Which of the following is a benefit of using a batch serving deployment in this scenario rather than a real-time serving deployment where predictions are computed at query time?
A. There is no advantage to using batch serving deployments over real-time serving deployments
B. Querying stored predictions can be faster than computing predictions in real-time
C. Batch serving has built-in capabilities in Databricks Machine Learning
D. Testing is not possible in real-time serving deployments
E. Computing predictions in real-time provides more up-to-date results
正解:C
質問 4:
A machine learning engineer has created a webhook with the following code block:

Which of the following code blocks will trigger this webhook to run the associate job?
A.

B.

C.

D.

E.

正解:E
質問 5:
A data scientist has developed and logged a scikit-learn random forest model model, and then they ended their Spark session and terminated their cluster.
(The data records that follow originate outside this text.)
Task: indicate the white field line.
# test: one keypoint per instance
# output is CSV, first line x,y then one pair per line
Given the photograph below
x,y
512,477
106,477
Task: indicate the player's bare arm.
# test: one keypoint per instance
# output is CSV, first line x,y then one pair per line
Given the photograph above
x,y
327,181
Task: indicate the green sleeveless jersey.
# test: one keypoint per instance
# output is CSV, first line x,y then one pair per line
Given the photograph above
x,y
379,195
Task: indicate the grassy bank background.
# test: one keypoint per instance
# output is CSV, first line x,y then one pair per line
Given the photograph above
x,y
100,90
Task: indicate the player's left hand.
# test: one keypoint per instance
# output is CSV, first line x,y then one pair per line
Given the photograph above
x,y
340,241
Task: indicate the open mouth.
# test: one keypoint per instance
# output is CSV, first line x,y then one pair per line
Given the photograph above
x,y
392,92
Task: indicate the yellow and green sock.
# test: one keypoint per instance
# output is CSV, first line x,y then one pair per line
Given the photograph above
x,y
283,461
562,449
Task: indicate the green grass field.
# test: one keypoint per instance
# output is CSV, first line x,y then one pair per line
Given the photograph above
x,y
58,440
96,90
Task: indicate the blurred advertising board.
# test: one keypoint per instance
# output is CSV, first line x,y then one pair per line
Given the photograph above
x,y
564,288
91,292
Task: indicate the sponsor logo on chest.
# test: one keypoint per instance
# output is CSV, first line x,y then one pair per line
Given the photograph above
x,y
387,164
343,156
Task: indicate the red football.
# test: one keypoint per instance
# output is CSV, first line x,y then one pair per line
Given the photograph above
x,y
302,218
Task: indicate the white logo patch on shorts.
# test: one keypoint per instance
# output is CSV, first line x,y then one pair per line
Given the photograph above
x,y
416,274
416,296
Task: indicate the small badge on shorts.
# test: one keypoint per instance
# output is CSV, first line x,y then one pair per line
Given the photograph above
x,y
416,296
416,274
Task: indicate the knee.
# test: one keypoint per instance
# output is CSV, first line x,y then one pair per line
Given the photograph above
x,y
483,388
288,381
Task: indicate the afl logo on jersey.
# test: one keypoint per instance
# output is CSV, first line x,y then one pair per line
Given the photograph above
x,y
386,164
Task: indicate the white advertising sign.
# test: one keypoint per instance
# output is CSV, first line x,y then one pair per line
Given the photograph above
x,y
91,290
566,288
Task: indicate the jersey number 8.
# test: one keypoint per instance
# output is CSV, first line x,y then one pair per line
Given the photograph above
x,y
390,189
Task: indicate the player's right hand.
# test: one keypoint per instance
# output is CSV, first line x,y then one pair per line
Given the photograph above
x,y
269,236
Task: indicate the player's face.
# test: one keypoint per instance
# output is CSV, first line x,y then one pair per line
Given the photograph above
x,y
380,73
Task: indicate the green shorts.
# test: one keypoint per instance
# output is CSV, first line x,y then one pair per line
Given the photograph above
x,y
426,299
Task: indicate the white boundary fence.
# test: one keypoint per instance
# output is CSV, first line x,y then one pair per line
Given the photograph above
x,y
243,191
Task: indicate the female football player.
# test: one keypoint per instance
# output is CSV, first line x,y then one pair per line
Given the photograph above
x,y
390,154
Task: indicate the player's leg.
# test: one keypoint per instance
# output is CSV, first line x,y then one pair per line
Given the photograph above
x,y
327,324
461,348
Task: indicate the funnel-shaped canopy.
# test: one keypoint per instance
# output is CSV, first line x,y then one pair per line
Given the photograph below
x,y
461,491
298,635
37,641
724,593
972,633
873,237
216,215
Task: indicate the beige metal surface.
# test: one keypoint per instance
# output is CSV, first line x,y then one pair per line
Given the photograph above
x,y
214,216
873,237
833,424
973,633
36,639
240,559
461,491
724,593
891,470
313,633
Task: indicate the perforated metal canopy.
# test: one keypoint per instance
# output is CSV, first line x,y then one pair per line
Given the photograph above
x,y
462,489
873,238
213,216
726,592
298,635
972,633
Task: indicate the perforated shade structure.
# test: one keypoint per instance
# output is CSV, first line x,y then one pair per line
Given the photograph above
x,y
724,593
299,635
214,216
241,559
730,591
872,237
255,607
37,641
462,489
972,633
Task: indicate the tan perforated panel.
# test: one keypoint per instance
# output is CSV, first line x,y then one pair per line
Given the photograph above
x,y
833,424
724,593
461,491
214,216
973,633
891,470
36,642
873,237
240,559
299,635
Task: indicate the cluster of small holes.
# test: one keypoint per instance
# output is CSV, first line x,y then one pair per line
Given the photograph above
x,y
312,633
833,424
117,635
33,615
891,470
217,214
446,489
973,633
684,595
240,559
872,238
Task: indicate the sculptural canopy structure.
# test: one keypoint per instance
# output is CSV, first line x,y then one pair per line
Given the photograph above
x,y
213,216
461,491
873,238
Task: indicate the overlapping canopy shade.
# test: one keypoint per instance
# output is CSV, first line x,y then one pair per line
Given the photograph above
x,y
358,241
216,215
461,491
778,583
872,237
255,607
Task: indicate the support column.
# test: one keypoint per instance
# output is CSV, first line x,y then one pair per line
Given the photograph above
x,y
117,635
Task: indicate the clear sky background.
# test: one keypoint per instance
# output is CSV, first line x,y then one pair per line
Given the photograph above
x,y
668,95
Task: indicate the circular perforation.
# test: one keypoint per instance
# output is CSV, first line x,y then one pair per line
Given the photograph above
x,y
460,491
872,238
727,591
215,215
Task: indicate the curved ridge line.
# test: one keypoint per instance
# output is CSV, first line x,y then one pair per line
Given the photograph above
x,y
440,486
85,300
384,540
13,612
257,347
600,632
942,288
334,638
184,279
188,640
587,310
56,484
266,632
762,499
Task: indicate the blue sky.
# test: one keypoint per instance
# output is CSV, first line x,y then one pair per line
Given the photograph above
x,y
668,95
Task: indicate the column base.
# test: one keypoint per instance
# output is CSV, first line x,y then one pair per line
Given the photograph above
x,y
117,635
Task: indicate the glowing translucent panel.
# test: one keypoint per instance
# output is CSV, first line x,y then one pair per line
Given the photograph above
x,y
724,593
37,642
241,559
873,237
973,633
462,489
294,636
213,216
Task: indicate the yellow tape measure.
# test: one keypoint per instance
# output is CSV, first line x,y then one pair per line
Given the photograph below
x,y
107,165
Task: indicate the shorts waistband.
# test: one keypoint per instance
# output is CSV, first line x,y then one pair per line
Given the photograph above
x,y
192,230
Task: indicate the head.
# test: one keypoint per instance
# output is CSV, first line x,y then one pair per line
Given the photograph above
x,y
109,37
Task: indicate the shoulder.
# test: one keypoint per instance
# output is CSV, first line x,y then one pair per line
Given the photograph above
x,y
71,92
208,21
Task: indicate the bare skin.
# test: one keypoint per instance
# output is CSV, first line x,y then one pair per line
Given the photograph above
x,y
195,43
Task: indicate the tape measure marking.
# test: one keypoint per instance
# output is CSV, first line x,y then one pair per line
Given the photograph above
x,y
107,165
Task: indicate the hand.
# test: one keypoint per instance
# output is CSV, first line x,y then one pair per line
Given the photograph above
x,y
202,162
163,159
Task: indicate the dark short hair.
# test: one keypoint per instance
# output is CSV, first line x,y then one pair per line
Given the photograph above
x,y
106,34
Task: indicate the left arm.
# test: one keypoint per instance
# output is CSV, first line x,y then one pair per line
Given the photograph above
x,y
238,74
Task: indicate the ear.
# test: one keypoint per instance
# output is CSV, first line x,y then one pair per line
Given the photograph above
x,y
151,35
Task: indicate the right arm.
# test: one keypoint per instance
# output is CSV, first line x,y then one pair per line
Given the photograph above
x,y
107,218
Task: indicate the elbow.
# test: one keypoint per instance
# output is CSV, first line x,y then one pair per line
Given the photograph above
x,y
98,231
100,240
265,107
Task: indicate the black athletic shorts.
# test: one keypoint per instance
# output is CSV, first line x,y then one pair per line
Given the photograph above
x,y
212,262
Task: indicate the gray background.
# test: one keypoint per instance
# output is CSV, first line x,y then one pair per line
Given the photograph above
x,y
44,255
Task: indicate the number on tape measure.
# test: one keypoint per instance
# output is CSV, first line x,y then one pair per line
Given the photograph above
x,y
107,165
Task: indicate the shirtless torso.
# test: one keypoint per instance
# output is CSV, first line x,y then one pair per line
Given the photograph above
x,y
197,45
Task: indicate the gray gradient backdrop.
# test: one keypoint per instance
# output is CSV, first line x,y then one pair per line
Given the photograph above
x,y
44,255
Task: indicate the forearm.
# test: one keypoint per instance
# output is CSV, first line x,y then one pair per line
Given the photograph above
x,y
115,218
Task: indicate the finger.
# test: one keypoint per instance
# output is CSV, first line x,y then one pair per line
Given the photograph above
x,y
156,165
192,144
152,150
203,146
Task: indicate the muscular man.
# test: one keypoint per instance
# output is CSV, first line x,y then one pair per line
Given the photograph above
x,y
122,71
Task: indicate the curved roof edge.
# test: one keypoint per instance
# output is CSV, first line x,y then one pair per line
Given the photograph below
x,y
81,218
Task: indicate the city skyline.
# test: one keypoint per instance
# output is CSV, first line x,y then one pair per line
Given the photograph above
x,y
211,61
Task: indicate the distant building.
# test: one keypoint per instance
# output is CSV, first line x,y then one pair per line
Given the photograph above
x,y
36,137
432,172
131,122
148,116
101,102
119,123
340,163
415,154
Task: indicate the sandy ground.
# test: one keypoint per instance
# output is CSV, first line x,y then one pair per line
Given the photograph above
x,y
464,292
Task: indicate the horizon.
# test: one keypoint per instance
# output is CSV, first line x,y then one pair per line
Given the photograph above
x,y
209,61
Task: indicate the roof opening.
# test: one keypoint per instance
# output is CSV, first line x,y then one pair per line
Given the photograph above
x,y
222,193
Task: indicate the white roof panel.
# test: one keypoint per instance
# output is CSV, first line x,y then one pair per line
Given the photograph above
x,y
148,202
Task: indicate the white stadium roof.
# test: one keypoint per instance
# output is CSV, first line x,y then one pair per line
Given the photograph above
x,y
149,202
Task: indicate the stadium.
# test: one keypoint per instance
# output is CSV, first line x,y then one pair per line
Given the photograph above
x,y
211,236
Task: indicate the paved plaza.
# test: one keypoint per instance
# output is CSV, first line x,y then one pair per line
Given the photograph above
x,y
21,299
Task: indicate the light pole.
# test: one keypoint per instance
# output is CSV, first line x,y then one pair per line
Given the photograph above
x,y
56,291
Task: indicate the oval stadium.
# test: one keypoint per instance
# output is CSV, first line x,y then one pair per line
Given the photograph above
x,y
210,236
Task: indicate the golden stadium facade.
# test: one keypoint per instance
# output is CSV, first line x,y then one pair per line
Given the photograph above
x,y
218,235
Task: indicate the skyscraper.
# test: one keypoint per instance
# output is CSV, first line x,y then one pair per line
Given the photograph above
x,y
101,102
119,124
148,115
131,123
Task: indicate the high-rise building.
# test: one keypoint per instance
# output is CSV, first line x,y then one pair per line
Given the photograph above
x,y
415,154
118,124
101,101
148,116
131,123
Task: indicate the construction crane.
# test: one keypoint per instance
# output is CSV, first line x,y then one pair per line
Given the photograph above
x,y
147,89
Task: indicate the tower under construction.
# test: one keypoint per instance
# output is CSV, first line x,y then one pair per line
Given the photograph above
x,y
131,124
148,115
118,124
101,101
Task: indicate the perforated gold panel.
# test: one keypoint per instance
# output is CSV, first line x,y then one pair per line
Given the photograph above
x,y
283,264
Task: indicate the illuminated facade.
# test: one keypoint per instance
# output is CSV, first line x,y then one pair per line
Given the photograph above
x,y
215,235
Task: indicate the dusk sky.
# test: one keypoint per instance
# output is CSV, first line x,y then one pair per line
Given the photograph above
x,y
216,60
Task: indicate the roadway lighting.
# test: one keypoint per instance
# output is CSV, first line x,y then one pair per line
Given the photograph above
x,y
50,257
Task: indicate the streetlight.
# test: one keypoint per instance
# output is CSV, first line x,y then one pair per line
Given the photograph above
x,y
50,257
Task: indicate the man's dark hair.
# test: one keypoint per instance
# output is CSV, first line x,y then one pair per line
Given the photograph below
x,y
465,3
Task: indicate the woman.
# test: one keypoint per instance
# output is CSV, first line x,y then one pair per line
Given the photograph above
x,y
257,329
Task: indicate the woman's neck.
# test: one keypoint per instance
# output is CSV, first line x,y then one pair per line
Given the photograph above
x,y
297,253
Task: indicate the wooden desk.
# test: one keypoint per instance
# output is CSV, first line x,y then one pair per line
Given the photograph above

After starting a new cluster, they want to review the feature_importances_ of the original model object.
Which of the following lines of code can be used to restore the model object so that feature_importances_ is available?
A. This can only be viewed in the MLflow Experiments UI
B. client.list_artifacts(run_id)["feature-importances.csv"]
C. mlflow.sklearn.load_model(model_uri)
D. mlflow.load_model(model_uri)
E. client.pyfunc.load_model(model_uri)
正解:D
質問 6:
Which of the following is a simple statistic to monitor for categorical feature drift?
A. Mode
B. None of these
C. Percentage of missing values
D. Number of unique values
E. Mode, number of unique values, and percentage of missing values
正解:E
Okawa -
過去問を解くことを繰り返していれば問題なくDatabricks-Machine-Learning-Professional合格できると感じました。